Тремберг резко выдохнула. Подавила желание выругаться. Наморщила лоб.

– Как Дафну?

Макэвой кивнул. Эта мысль возникала и у него самого. Он-то знал, что прежде, чем сердце девушки перестало биться, она испытала боль. Странную ледяную боль. Что сперва ее охватила тупая агония, а затем все потонуло в мареве. Что этот кошмар она пережила наяву.

Тремберг ждала продолжения. Напрасно.

– Сержант? – подтолкнула она.

– Что?

Хелен выразительно воздела руки.

– Признай, собеседник из тебя никчемный.

Макэвой посмотрел на часы. Всего восемь минут прошло, а она уже разочаровалась в его компании.

– А ты не подумала, что мне не нравится эта тема?

– Не-а, – улыбнулась она. – Хотела первой тебя расколоть.

Макэвой от недоумения приподнял брови.

– Да не парься ты, ставок никто не делал. Просто профессиональная гордость. Следователь ведь должен уметь выбить признание, а с тобой никто справиться не может.

– Ты что, хочешь сказать, что народу любопытно?

– А то. Ты у нас личность загадочная, а любая загадка требует разгадки.

– Загадочная личность?

– Посуди сам, сержант. Здоровый как шкаф, красотка-жена, которая пакует на ланч деликатесы, сын, который считает отца суперменом. Ну и еще малость – история с Дугом Роупером и всей прошлогодней кутерьмой. Уголовку разгоняют на все четыре стороны, а тебя с пустячным ножевым ранением отправляют в дорогую частную клинику где-то в Шотландии. И ты считаешь, никого не интересуют подробности?

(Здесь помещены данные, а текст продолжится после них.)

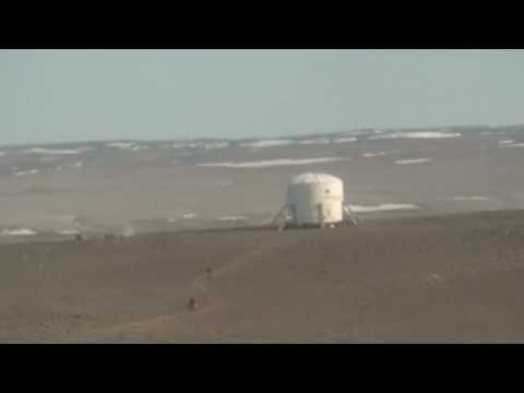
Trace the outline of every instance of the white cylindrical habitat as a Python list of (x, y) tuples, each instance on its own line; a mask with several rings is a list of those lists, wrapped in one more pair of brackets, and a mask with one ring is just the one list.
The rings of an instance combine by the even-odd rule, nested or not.
[(287, 189), (291, 225), (336, 224), (344, 221), (344, 183), (325, 174), (303, 174)]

– Никто не спрашивал, – выдавил Макэвой. – К тому же загадочность мне к лицу.

– Ага, ты возвел ее до высокого искусства, – рассмеялась Тремберг.

– Жена будет рада услышать такое обо мне. Думаю, она видит во мне эдакого бунтаря, который в темных переулках сражается со злом. Пусть и прекрасно знает, что последние десять месяцев я ковырялся с базами данных и был на подхвате. И к твоему сведению, я вовсе не претендую на роль одинокого воина добра.

– Хочешь сказать, она это сама придумала?

Макэвой посмотрел в глаза напарницы, пытаясь понять, потешается она или, наоборот, восхищается тем, что жена его так любит. Погадал, а есть ли кто у самой Тремберг? Может, у нее сердце разбито? Где она живет, чем дышит и почему пошла работать в полицию? И понял, что ровным счетом ничего о ней не знает. Ни о ком из них.

– Когда мы стали встречаться, Ройзин была совсем девчонкой. А я помог ей разрешить кое-какие проблемы. Так что убеждать ее даже не пришлось.

Они еще немного посидели в молчании. Макэвой был рад, что вовремя прикусил язык. Что не выложил правду о своих сомнениях – не вышла ли Ройзин за него из одной лишь благодарности и что когда-нибудь чувство это в ней притупится.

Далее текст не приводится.